Chroniques

par bertrand bolognesi

Sextuor en ut majeur Op.37 d’Ernő Dohnányi
pour violon, alto, violoncelle, clarinette, cor et piano

Opéra national de Paris / Palais Garnier
- 3 avril 2011
Le compositeur hongrois Ernő Dohnányi, bel élégant talentueux
© dr

Voici un salon musical d’une cohérence notable : outre que toujours Brahms a jeté une oreille au monde hongrois et que Dohnányi partagea sa facture entre l’attrait pour la musique de ses Petites Carpates natales (Brattislava) et la culture allemande, l’aîné salua l’art du second en faisant programmer à Vienne son Quintette pour piano et cordes en ut mineur Op.1 de 1895. Pourtant, si le souvenir brahmsien s’affirme à plus d’un titre dans le Sextuor pour violon, alto, violoncelle, piano, clarinette et cor en ut majeur Op.37 composé par Ernő Dohnányi quarante ans plus tard, c’est à Richard Strauss que l’on pensera dès l’Allegro appassionato.

À cette lumière particulière des cordes, remarquée dans la Symphonie n°2 il n’y a pas si longtemps [lire notre chronique du 4 mars 2011] s’ajoutent ici l’emploi du cor comme l’écriture pianistique, bien qu’à sa manière elle lorgne aussi vers Mendelssohn.
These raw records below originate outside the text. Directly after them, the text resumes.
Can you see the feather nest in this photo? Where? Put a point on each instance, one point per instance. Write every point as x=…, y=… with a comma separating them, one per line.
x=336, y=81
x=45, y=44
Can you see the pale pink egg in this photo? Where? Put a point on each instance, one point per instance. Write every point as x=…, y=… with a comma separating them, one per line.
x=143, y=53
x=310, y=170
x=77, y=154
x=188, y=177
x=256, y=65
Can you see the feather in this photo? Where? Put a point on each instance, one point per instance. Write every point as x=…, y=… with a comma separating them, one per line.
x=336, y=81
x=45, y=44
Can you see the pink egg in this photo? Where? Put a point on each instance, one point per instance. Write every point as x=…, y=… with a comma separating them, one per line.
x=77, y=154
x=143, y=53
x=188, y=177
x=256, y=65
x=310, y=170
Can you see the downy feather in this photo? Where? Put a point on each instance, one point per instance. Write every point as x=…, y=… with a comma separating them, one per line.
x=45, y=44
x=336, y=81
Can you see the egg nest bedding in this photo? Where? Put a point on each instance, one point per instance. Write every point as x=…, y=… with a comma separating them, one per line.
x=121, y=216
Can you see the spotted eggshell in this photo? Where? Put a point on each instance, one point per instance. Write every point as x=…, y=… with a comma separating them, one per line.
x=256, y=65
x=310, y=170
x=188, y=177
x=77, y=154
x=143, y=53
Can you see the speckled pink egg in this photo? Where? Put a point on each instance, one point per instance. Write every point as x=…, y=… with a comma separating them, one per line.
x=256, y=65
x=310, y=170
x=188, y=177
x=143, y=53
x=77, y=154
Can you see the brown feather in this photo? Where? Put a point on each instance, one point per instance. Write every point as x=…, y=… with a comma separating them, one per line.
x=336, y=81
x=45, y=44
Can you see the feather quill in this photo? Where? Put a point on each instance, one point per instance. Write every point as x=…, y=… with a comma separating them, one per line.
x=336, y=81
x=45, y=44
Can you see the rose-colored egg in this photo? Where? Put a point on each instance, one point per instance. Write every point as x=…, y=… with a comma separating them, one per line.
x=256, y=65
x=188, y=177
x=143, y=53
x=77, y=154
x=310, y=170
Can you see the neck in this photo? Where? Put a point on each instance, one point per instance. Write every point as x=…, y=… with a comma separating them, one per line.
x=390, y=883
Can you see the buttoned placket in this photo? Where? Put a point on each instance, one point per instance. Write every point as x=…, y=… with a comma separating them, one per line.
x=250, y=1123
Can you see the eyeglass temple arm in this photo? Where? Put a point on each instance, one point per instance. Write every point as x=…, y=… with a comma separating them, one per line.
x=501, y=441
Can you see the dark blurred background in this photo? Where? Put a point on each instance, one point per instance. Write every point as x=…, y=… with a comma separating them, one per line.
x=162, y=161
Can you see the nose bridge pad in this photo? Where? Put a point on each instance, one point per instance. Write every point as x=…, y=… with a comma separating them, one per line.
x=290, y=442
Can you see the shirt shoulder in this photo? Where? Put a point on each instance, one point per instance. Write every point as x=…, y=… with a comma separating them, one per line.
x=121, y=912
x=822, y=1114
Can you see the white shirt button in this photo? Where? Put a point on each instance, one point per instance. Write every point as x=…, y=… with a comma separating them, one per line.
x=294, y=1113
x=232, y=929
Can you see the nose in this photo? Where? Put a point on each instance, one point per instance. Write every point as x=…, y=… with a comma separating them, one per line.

L’instrumentarium étonnant de cette œuvre permet des alliages audacieux qui directement renverront à l’orchestre. On goûte le grand lyrisme de la partie de premier violon, tenue par Thibault Vieux, malgré un violoncelle (Tatiana Uhde) assez exsangue, surtout dans les pizz’. Les quatre épisodes se suivent sans se ressembler. Après une tendre introduction, le brefIntermezzo s’inscrit sur une marche obstinée du piano, avec une farouche sonnerie du cor (Vladimir Dubois) et de la clarinette (Philippe Cuper). L’allure première de cortège militaire cède à plus d’élégance, peu à peu, avec toutefois une sècheresse de ton qui rappellera Kurt Weill. L’Allegro con sentimento et l’Allegro vivace final s’enchaînent, formant un bloc d’une quinzaine de minutes environ. Dans le chant gentiment aviné du troisième mouvement, au soleil doux de la clarinette, l’on déplore la raideur de jeu de Christine Lagniel au piano, décidément trop froid. Les tartes à la crème de l’opérette pestoise alternent avec les délices du kiosque. Ce Sextuor s’achève dans les bondissements enjoués d’un rythme syncopé où l’on verra bien plutôt l’inspiration tzigane qu’une improbable influence jazzique.

D’abord conçu pour quintette à cordes, puis repris pour deux pianos, c’est dans le quintette pour piano et cordes que l’Opus 34 (en fa mineur) de Johannes Brahms trouvera sa forme définitive. Si l’exécution de la pièce du trop rare Dohnányi bénéficiait d’un certain soin, on n’en saura dire autant de cette page. La sonorité del’Allegro non troppo demeure terne, les attaques des deux violons sont approximatives, l’Andante, un poco adagio n’est vraiment pas propre, la scie du Scherzo soûle et l’on sait gré au Finale de libérer nos oreilles.